Clearly I’m not the first person to think of this: https://github.com/ipfs/ipfs/issues/246 But it would be neat to have Clojure be the first language with solid support for this.
cool, I've been wanting to do something like this for a long time (group project)
like http://www.seattlerb.org/ .. they have authored quite a few ruby libs that are popular
i got the domain http://austinclojure.com
for awhile i had a site up.. but then took it down when nobody helped me with it and i stopped clojure (😭) for awhile
but the domain expired... but i got it back 🙂
i made a trello board for the website - https://trello.com/b/FdHP3cXm/austinclojure-website
Nice! We should all be on the lookout for gaps in our Clojure dev workflows that represent a good opportunity to build a useful tool / library.
Seattle.rb had (has?) Aaron Patterson—unfair advantage! 😛
Seattle Ruby Brigade (not sure if they still do) met every week. I would like to do something like that, maybe not in person every time but meet online and work on group projects
🙂 well
we got Sam
🙂
:thumbsup:
One thing I’m lacking in my day-to-day Clojuring is a good job service (like Resque or Sidekiq). I’m curious what others are using.
Hmm.. haven't had to need that yet. I think i've seen Quartz used before ??
@clojuregeek Thanks. Maybe I should be looking at Quartzite (http://clojurequartz.info/) more seriously.
yeah thats it!
we've attempted a few group projects in the past .. https://github.com/austinclojure groops and i got a few people to help me with updates to ClojureBridge material
@clojuregeek Ah, right! I forgot to mention I’m very interested in helping out with ClojureBridge. I taught some RailsGirls sessions in Dallas and it was really a great experience. I’m happy to volunteer time for the cause.
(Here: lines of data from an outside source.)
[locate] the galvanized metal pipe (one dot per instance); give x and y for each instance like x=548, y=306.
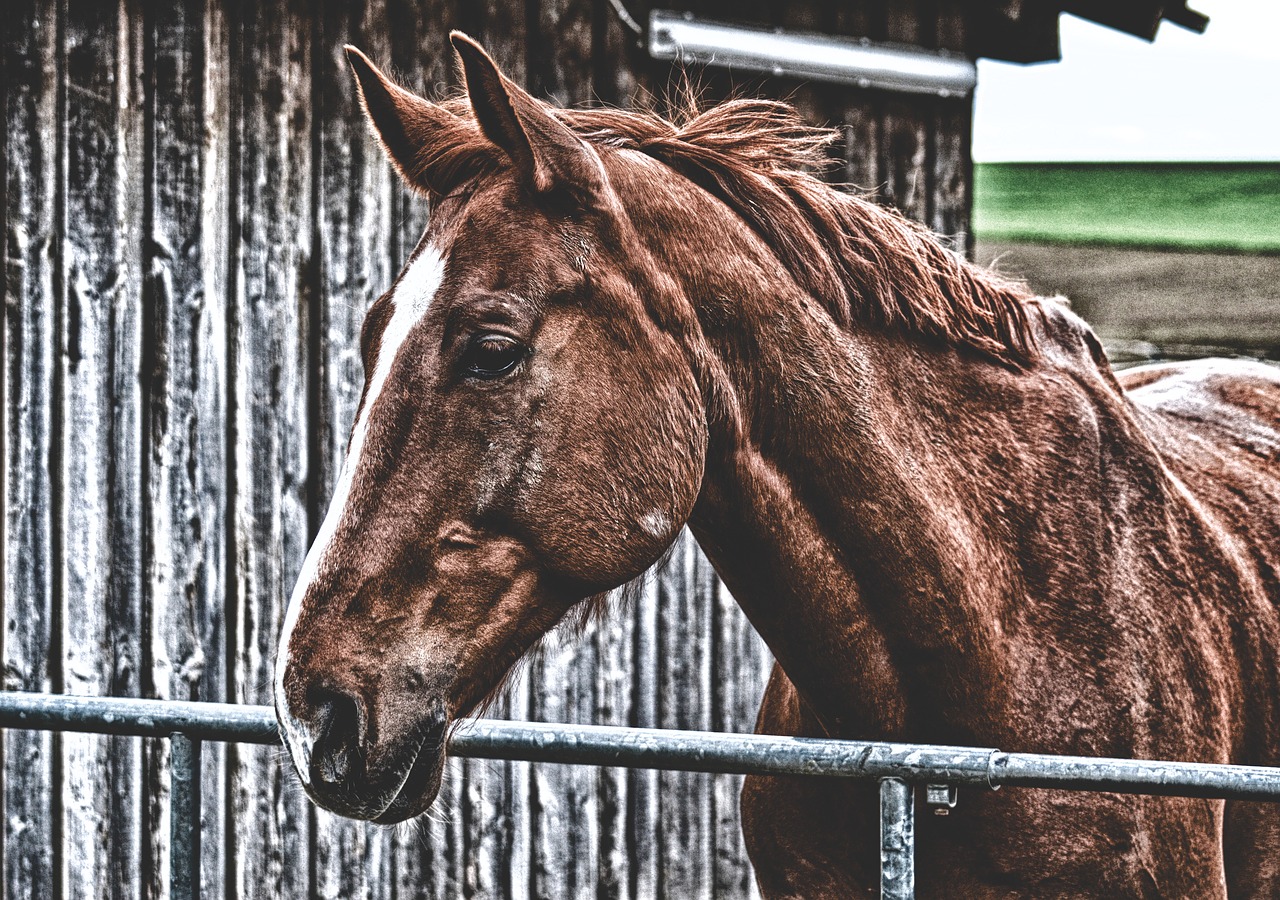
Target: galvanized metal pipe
x=184, y=767
x=681, y=750
x=897, y=840
x=680, y=36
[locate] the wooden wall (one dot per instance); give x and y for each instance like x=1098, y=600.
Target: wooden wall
x=195, y=222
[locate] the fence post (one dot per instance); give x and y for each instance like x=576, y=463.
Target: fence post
x=897, y=840
x=183, y=817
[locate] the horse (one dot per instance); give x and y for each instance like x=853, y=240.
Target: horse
x=945, y=514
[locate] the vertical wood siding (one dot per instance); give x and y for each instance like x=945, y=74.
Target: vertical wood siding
x=195, y=222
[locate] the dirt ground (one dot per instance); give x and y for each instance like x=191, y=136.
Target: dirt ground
x=1148, y=304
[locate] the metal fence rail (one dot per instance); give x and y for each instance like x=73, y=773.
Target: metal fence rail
x=900, y=768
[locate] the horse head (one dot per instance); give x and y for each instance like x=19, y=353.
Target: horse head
x=530, y=434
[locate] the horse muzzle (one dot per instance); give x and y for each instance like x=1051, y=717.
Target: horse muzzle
x=383, y=770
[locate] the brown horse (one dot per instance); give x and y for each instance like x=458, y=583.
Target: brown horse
x=947, y=517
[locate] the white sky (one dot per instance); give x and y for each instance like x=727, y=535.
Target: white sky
x=1212, y=96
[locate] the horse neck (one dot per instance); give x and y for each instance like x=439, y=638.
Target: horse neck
x=863, y=505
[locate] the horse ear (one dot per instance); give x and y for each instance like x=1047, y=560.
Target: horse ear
x=548, y=155
x=406, y=124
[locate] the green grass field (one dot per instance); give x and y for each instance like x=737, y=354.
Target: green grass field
x=1219, y=206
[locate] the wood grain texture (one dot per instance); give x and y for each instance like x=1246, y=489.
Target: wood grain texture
x=184, y=379
x=196, y=220
x=99, y=507
x=269, y=370
x=32, y=251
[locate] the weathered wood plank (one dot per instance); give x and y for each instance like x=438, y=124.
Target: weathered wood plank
x=100, y=503
x=684, y=702
x=272, y=92
x=951, y=138
x=740, y=670
x=184, y=371
x=615, y=656
x=32, y=219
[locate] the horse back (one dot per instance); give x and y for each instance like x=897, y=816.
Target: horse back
x=1216, y=426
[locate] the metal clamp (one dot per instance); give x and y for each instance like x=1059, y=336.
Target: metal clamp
x=941, y=798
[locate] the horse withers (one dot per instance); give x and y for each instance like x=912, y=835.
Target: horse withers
x=947, y=517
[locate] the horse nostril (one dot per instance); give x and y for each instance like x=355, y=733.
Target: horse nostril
x=339, y=729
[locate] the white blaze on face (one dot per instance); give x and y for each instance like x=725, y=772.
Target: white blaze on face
x=411, y=297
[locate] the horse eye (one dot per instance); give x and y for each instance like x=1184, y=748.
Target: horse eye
x=492, y=355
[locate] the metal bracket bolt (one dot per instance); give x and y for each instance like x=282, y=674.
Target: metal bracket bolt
x=941, y=798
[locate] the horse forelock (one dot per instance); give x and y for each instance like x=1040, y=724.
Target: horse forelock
x=864, y=263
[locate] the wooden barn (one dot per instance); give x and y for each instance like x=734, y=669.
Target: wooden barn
x=195, y=222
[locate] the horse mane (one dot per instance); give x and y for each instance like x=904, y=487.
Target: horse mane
x=865, y=263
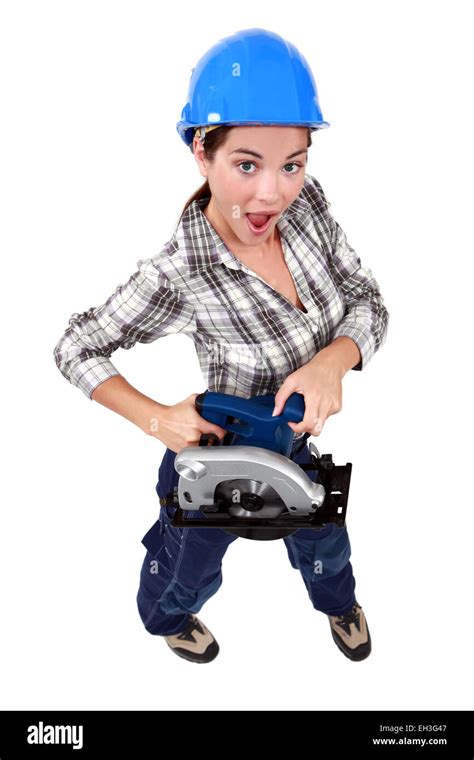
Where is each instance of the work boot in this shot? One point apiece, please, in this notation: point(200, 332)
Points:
point(351, 633)
point(195, 643)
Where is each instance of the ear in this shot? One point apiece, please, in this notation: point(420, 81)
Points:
point(198, 152)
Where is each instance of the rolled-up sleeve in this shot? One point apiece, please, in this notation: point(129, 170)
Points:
point(366, 317)
point(147, 307)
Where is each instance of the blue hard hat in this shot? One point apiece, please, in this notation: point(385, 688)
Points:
point(251, 77)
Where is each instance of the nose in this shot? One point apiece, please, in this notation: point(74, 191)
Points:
point(267, 192)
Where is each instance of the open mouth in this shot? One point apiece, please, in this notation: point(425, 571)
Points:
point(259, 223)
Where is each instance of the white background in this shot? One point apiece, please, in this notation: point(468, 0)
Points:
point(93, 178)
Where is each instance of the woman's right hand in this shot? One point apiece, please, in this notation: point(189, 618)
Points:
point(181, 425)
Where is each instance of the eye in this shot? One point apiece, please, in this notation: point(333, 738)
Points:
point(246, 163)
point(298, 166)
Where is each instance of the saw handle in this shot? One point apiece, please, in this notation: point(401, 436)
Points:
point(249, 422)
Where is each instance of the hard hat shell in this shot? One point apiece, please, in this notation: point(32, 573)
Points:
point(252, 77)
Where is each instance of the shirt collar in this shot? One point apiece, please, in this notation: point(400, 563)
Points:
point(203, 247)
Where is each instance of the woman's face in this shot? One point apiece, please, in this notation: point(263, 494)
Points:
point(259, 170)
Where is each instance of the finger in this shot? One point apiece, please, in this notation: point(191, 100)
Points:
point(312, 421)
point(282, 396)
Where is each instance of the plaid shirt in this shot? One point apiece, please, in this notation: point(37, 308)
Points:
point(248, 337)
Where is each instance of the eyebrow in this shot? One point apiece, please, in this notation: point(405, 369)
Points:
point(257, 155)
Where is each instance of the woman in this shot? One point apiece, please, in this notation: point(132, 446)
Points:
point(261, 277)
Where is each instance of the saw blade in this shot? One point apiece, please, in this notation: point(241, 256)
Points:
point(249, 498)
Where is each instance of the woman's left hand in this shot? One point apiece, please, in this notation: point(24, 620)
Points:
point(320, 382)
Cool.. i think the next workshop will be for anyone (male or female), if you are still interested in that .... i think for Austin, we aren't really having a diversity problem for Clojure, we just need more people 🙂 .. it will of course be friendly to women and I'll promote it to my Women Who Code groups so I hope to have a mix
@clojuregeek Sure, willing to contribute to that as well. 🙂
Austin startups definitely have a diversity problem—a group of us at Capital Factory are working to characterize this right now—but if that’s not reflected in the Clojure community, that’s great.
Or maybe the sample size is too small to know… 😕
We've done 2 clojure bridge workshops in austin, one was 14 ladies and one was 4
And i did the same material (as the second) for anyone and we had 24 (1 lady, who came again to the clojurebridge workshop)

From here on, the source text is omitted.